These advancements represent significant progress toward developing more accurate and unbiased antibody language models for research applications .

How do I diagnose and resolve cross-reactivity issues with ileS1 antibodies?

Cross-reactivity issues with ileS1 antibodies can significantly impact experimental outcomes. A systematic approach to diagnosis and resolution includes:

  • Diagnostic steps:

    • Perform Western blot analysis with positive and negative controls

    • Examine full blots for unexpected bands at molecular weights similar to ileS1

    • Conduct competitive binding assays with purified ileS1 and related synthetases

    • Verify antibody specificity using knockout/knockdown cell lines

  • Resolution strategies:

    • Epitope refinement: Select antibodies targeting unique epitopes with minimal homology to other synthetases

    • Absorption techniques: Pre-absorb antibodies with purified proteins that show cross-reactivity

    • Stringency optimization: Adjust washing conditions, buffer composition, and detergent concentration

    • Alternative antibody selection: Consider switching to monoclonal antibodies if using polyclonal, or vice versa depending on the application

  • Validation procedures:

    • Confirm specificity using orthogonal techniques (IP followed by mass spectrometry)

    • Test against a panel of related synthetases to map cross-reactivity profile

    • Perform immunohistochemistry or immunofluorescence with appropriate controls

Remember that while bio-informatic analysis can predict potential cross-reactivities, experimental validation is essential as "we are not able to guarantee that the antibody will not cross-react to proteins at a similar molecular weight to the target where we have not specifically tested for this" .

What controls should be included when using ileS1 antibodies for immunological assays?

Proper experimental controls are critical for reliable interpretation of results when using ileS1 antibodies:

  • Essential positive controls:

    • Purified recombinant ileS1 protein

    • Cell lines or tissues with confirmed high expression of ileS1

    • Synthetic peptides corresponding to the antibody epitope

    • Previously validated samples with known ileS1 expression patterns

  • Critical negative controls:

    • Isotype control matching the primary antibody subclass

    • Knockout/knockdown cell lines lacking ileS1 expression

    • Secondary antibody-only controls to assess non-specific binding

    • Pre-immune serum (for polyclonal antibodies)
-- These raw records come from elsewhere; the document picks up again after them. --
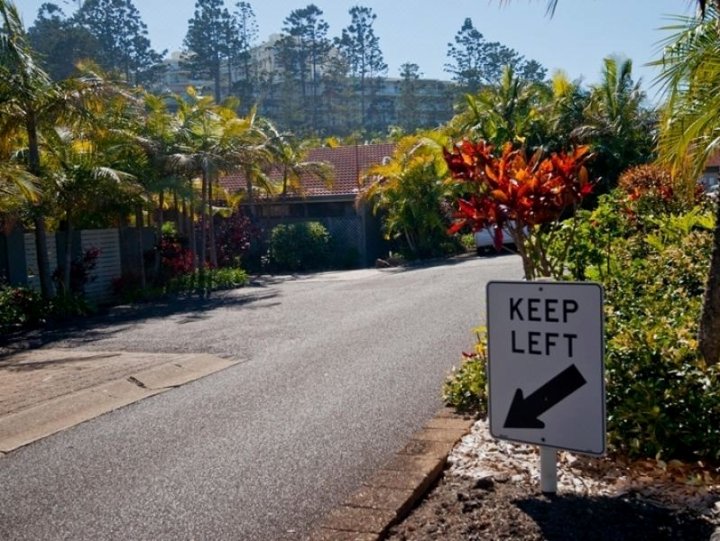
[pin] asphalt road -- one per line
(338, 370)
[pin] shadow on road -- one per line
(563, 518)
(116, 319)
(14, 365)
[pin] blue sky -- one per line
(576, 39)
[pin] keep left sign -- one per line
(546, 364)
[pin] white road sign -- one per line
(545, 364)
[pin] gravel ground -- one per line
(490, 491)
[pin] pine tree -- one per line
(476, 62)
(207, 41)
(303, 53)
(246, 34)
(409, 101)
(60, 41)
(122, 38)
(361, 48)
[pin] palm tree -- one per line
(615, 124)
(410, 191)
(79, 166)
(23, 88)
(690, 134)
(690, 128)
(290, 157)
(510, 111)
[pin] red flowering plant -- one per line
(527, 197)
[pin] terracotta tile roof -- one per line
(347, 162)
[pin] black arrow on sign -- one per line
(524, 412)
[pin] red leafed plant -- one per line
(507, 190)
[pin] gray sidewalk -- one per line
(44, 391)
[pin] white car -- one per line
(485, 240)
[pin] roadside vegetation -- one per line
(650, 237)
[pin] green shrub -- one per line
(662, 399)
(209, 280)
(466, 387)
(67, 305)
(299, 247)
(228, 278)
(20, 307)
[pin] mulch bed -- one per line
(491, 491)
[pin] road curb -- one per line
(388, 496)
(34, 423)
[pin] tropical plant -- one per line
(506, 190)
(689, 133)
(81, 178)
(410, 193)
(476, 62)
(206, 41)
(299, 247)
(360, 47)
(513, 110)
(24, 90)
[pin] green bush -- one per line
(20, 307)
(209, 280)
(299, 247)
(466, 387)
(662, 399)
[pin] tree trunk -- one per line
(191, 230)
(141, 249)
(158, 235)
(67, 270)
(709, 333)
(46, 285)
(203, 230)
(211, 227)
(43, 262)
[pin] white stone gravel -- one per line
(676, 485)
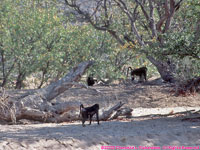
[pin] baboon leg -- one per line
(97, 115)
(90, 119)
(83, 121)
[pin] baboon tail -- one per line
(81, 106)
(128, 71)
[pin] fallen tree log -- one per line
(37, 105)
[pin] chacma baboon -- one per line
(138, 72)
(88, 112)
(90, 81)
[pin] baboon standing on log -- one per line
(89, 112)
(138, 72)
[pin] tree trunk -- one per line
(37, 105)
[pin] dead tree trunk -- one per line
(37, 105)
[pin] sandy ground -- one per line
(137, 131)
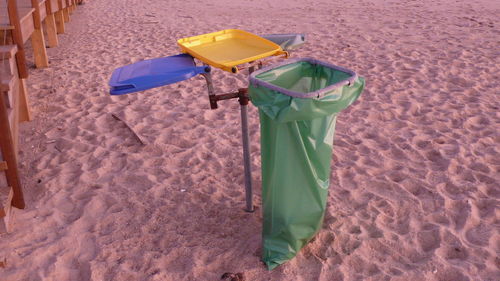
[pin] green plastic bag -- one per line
(298, 103)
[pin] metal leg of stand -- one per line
(246, 157)
(243, 99)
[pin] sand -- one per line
(414, 191)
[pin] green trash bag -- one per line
(298, 102)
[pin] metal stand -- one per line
(243, 99)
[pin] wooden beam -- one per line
(59, 16)
(39, 50)
(24, 109)
(8, 51)
(3, 166)
(50, 27)
(18, 38)
(9, 155)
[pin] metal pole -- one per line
(243, 99)
(246, 155)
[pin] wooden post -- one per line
(9, 155)
(66, 11)
(39, 51)
(37, 40)
(24, 109)
(18, 38)
(50, 27)
(59, 16)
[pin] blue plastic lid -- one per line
(153, 73)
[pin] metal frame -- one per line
(243, 99)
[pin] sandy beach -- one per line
(415, 179)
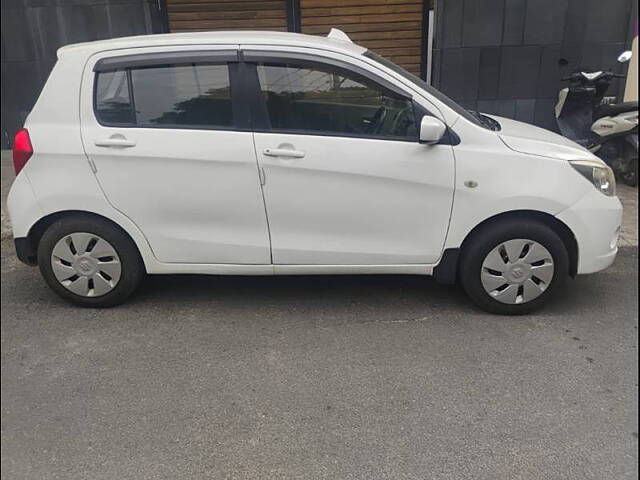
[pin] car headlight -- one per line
(597, 173)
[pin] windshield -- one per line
(474, 117)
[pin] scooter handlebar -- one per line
(578, 76)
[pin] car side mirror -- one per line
(431, 130)
(625, 56)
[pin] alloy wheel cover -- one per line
(86, 264)
(517, 271)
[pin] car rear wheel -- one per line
(512, 268)
(89, 261)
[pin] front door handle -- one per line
(115, 142)
(283, 152)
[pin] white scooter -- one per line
(608, 130)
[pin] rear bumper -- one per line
(595, 221)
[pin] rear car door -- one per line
(346, 181)
(168, 136)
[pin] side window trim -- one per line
(258, 56)
(159, 59)
(260, 117)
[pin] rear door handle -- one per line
(283, 152)
(115, 142)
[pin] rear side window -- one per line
(113, 99)
(179, 96)
(326, 100)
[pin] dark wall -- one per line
(32, 31)
(507, 56)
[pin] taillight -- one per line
(22, 149)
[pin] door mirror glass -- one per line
(625, 56)
(431, 130)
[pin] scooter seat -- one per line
(615, 109)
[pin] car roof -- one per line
(336, 41)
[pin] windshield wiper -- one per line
(486, 122)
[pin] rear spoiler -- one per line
(339, 35)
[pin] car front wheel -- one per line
(513, 267)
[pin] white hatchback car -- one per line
(262, 153)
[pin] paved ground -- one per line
(318, 378)
(337, 377)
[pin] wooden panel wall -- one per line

    • Blocking peptide competition assays

  • Procedural controls:

    • Loading controls for Western blotting (housekeeping proteins)

    • Cell type-specific markers for immunohistochemistry

    • Technical replicates to assess reproducibility

    • Antibody concentration gradients to determine optimal working dilution

  • Validation controls:

    • Multiple antibodies targeting different epitopes of ileS1

    • Alternative detection methods (e.g., qPCR for mRNA expression)

    • Antibody validation in knockout/knockdown systems

When publishing results, comprehensive documentation of all controls is essential for scientific rigor and reproducibility.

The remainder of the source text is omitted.